- Born: Shirley Isabelle Meikle 1937 (age 88–89) Port Maria, Colony of Jamaica, British Empire
- Occupations: attorney, judge
- Years active: 1961–present

= Shirley Miller =

Jamaican QC and judge

Shirley Miller (born 1937) is a Jamaican attorney and one of the first women admitted as Queen's Counsel in the Caribbean. Admitted to the inner bar in 1971, she became the first Queen's Counsel in Jamaica and has served in numerous capacities, including as head of the Legal Reform Department and on the Electoral Advisory Committee. She served on a committee of three to review Jamaica's Charter of Fundamental Rights and Freedoms and was honored as a commander in the Order of Distinction, as well as receiving the Order of Jamaica for her contributions to legal reform.

==Early life==

Shirley Isabelle Meikle was born in 1937 in Port Maria, of Saint Mary Parish, Jamaica to Minette P. (née Walter) and Hugh Osmond Meikle. Her father worked in the hardware business and Meikle had two siblings, a brother and a sister. She attended primary school in Port Maria and then completed her secondary education as boarding student at St. Hilda’s Diocesan High School of Brown's Town. Influenced by Ena Collymore-Woodstock and the admiration her parents had for the female magistrate, Meikle decided to study law. Before going to Europe, she worked for a year at a law firm in Port Maria to gain practical experience and then in 1955, she won the Jamaica Centenary Scholarship to read law in London at Lincoln's Inn. She enrolled in the London School of Economics and graduated with honours attaining a Bachelor of Laws. Exempt from taking the first examination for the bar because of her work at Lincoln's Inn, Meikle took first in the second part of the examination, winning the Buchanan Prize, and was called to the British Bar in 1961.

==Career==

Meikle remained in England for a year, studying with British Crown Counselor Ralph Miller. Returning to Jamaica in late 1962, she was hired as a Deputy Clerk of the Courts. Meikle married Edward Lyel Miller on 9 February 1963 and a few months later, on 25 August 1963, she was appointed as Assistant Crown Counsel.
In 1964, she gave birth to her first child, Megan and two years later to a son, Edward. Between 1964 and 1973, Miller served as secretary of the Law Reform Committee. In 1966, she was promoted to Crown Counsel and joined the Jamaica Bar in 1969. The following year, Miller became the Assistant Attorney General and in 1971 was admitted as a Queen's Counsel. In 1972, she earned the title of Senior Assistant Attorney General and two years later was made Divisional Director. In 1978, Miller was honoured as a Commander in the Order of Distinction for her contributions to public law.

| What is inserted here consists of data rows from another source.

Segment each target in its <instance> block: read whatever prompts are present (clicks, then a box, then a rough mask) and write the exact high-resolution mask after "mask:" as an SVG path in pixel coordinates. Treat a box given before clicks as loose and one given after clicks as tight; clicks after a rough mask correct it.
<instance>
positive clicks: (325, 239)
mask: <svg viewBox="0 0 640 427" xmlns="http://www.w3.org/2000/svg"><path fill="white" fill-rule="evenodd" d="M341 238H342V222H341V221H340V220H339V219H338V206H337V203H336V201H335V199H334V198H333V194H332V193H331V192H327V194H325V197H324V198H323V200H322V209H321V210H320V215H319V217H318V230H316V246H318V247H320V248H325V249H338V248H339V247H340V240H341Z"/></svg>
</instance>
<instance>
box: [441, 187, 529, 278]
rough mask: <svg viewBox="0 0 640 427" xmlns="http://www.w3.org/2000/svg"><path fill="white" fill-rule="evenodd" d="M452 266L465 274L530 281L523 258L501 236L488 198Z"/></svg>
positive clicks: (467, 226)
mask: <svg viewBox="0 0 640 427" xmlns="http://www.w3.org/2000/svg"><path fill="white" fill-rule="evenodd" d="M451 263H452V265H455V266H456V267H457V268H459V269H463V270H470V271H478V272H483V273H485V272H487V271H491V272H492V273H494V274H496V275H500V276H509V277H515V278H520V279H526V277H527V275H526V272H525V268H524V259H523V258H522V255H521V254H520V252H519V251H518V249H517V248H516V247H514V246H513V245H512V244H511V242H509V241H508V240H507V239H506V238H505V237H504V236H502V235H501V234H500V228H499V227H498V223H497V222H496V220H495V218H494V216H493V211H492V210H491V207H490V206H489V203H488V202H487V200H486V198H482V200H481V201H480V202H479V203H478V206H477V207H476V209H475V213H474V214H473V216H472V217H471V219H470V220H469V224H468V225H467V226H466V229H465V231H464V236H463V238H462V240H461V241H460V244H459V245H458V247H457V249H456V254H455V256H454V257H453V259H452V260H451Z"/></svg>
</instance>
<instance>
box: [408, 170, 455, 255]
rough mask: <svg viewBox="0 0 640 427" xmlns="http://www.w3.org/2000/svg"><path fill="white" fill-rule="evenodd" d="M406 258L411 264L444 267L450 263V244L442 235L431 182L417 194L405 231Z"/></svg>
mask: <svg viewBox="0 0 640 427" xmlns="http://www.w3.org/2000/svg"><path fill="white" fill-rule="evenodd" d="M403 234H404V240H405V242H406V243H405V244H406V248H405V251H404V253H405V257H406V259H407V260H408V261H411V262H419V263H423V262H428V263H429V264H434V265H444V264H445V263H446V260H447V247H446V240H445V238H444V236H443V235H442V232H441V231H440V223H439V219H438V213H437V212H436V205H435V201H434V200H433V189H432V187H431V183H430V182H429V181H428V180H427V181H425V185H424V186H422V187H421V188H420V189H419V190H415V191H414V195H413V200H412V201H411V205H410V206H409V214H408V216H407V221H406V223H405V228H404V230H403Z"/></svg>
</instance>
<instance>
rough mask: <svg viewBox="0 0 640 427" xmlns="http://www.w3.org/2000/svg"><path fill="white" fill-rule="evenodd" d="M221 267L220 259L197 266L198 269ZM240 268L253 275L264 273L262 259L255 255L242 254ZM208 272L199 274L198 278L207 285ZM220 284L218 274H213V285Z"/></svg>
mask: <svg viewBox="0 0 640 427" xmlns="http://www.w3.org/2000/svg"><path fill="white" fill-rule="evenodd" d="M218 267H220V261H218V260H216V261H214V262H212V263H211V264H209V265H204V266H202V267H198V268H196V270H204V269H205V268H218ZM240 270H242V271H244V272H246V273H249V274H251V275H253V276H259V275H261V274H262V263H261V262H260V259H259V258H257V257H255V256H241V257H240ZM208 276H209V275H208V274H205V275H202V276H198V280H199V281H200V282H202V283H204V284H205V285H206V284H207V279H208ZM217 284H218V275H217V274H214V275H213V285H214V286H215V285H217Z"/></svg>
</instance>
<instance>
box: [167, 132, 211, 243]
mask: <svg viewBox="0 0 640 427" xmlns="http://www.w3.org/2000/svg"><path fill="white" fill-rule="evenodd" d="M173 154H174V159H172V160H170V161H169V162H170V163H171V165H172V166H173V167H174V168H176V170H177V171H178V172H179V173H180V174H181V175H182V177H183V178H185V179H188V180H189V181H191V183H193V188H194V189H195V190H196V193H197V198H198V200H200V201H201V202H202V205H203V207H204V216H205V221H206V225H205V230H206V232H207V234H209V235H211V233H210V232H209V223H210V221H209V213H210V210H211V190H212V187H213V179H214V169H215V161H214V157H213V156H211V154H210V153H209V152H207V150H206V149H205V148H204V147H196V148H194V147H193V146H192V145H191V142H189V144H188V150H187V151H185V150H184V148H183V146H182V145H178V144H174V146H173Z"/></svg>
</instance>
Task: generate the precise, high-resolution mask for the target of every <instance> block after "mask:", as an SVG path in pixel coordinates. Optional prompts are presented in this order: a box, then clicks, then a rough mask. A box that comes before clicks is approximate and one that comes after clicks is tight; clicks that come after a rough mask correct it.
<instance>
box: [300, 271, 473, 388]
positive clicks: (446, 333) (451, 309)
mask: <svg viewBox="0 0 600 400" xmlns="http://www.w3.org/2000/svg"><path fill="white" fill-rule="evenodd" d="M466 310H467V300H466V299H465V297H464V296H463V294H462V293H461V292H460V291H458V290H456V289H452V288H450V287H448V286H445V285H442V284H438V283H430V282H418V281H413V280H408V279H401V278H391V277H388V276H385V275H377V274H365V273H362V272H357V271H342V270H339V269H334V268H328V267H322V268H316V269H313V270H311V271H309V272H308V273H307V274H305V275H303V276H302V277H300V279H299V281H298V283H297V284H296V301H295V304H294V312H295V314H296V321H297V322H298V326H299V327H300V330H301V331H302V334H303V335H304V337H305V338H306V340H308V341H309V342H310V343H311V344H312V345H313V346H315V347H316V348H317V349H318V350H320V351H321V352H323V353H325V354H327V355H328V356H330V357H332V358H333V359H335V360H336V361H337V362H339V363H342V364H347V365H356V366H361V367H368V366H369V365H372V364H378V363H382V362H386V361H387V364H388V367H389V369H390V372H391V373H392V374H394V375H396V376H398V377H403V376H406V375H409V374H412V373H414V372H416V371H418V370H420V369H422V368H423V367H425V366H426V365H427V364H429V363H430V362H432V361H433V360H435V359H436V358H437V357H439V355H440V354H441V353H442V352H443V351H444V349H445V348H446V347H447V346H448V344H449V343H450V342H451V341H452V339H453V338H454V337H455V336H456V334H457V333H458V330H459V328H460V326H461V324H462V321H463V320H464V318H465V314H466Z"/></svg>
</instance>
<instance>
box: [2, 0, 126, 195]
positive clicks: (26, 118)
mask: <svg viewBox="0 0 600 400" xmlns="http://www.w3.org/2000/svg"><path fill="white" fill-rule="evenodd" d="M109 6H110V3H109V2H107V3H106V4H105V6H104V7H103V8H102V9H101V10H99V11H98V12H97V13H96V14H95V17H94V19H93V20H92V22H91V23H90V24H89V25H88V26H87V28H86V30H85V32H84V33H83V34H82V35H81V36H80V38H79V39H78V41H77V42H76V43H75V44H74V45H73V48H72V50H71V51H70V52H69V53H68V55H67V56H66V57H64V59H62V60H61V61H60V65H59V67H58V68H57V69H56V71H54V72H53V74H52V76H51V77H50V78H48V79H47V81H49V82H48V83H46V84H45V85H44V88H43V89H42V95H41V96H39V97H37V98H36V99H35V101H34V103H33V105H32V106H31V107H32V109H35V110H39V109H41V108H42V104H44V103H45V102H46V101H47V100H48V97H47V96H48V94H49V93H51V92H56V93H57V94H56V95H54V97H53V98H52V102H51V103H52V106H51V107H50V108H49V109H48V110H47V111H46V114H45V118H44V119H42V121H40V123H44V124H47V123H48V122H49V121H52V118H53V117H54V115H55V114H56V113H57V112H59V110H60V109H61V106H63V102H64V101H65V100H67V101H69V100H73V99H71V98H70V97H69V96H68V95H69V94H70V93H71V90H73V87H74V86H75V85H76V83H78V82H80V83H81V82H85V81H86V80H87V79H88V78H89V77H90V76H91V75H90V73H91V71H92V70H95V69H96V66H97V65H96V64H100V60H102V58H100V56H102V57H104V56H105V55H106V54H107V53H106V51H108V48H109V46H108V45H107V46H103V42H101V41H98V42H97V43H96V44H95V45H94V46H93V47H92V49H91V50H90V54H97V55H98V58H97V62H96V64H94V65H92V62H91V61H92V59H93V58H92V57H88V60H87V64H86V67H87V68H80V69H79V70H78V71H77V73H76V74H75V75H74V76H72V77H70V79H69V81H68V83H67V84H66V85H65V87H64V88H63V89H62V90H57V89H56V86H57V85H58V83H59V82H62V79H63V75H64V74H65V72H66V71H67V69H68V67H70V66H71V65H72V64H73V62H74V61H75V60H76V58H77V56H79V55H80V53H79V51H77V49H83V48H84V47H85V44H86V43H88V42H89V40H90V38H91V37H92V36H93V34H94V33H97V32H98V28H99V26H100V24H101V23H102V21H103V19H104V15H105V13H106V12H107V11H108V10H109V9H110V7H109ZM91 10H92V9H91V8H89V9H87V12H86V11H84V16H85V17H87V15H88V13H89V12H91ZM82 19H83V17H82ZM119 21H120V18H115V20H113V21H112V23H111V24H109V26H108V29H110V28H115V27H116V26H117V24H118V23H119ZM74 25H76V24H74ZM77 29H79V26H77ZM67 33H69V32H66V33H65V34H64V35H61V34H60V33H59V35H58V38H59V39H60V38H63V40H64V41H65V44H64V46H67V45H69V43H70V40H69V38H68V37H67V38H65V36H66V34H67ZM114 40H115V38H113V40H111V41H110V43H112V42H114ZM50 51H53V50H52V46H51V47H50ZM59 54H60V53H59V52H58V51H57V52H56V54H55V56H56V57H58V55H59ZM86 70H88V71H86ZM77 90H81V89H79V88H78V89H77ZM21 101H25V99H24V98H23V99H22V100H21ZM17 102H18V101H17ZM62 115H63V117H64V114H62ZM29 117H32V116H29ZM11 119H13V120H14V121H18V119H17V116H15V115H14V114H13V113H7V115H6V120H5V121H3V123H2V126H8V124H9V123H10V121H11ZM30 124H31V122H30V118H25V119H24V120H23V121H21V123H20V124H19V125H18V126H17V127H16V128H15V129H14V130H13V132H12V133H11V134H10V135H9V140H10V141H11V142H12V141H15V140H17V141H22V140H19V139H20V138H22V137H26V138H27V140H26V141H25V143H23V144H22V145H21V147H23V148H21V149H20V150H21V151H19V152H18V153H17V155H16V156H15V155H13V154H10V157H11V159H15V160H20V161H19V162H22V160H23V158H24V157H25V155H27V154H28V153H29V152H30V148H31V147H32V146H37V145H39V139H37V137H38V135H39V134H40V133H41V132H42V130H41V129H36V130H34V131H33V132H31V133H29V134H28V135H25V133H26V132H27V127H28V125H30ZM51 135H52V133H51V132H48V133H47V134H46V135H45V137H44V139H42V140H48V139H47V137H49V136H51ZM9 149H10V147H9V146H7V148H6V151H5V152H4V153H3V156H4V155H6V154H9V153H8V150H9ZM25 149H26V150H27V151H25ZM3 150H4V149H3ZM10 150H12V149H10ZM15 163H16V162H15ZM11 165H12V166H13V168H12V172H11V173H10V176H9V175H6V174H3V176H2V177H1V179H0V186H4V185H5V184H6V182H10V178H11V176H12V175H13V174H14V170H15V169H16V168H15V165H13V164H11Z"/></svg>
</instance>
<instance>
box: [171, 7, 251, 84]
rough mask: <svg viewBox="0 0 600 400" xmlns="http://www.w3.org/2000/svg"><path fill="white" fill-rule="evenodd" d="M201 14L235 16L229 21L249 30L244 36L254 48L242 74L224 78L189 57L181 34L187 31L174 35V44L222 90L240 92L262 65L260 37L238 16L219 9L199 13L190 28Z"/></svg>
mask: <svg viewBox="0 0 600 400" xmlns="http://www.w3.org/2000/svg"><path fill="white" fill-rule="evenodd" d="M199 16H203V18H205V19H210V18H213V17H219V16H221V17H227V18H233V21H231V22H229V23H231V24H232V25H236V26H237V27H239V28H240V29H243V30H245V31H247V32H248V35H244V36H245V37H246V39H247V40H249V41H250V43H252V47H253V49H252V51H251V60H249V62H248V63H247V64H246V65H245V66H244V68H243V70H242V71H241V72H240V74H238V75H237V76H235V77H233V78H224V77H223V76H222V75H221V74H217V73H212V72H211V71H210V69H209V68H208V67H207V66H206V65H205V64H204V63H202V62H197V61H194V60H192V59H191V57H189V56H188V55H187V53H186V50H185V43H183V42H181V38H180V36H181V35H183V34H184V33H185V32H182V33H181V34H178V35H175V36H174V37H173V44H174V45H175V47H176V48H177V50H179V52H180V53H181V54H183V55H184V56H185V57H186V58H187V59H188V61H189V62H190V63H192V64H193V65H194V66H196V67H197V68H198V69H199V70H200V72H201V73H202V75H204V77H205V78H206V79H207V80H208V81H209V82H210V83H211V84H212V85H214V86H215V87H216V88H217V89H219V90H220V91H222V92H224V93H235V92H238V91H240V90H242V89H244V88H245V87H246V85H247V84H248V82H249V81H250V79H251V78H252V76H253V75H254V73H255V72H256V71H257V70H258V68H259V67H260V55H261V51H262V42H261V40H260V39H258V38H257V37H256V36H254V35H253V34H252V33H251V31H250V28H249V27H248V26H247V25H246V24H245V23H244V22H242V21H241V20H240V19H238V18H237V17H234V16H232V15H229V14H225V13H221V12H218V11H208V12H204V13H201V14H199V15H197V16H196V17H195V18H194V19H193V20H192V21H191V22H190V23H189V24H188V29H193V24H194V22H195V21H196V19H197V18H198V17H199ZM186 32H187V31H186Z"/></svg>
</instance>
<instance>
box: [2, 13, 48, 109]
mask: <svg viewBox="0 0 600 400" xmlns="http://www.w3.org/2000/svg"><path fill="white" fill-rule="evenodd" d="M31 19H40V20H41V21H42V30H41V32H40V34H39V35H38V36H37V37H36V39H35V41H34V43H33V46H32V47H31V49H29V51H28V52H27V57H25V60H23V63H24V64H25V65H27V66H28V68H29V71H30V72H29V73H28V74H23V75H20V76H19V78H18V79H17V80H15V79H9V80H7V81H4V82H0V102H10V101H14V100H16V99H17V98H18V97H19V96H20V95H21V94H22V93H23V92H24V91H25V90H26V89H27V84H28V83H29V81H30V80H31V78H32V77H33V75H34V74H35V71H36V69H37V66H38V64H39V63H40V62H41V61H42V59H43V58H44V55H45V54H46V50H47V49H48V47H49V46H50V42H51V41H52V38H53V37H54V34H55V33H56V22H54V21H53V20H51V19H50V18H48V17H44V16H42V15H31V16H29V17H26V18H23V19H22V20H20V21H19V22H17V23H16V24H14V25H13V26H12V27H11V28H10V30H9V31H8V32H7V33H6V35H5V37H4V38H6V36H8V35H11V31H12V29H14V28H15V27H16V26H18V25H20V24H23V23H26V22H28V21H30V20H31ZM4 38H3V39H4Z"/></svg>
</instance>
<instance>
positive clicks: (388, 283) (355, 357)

In addition to her work in the courts, throughout the 1980s and 1990s Miller has served as the head of legal reform in the Ministry of Justice, as a Chief Justice, and as an independent member of the Electoral Advisory Committee (1979–1993). In 1985, she was honored with the Women of Distinction Award from the Bureau of Women’s Affairs in recognition of the United Nations Decade for Women, having made significant contributions in her field. In 2004, Miller was the recipient of the Order of Jamaica for her work on legal reforms and was appointed to the Privy Council. She was appointed in 2008, along with Lloyd Barnett and Edward Seaga, by Prime Minister Bruce Golding to review the proposed legislation for the Charter of Fundamental Rights and Freedoms, which was enacted the following year. She was reappointed to the Privy Council in 2016.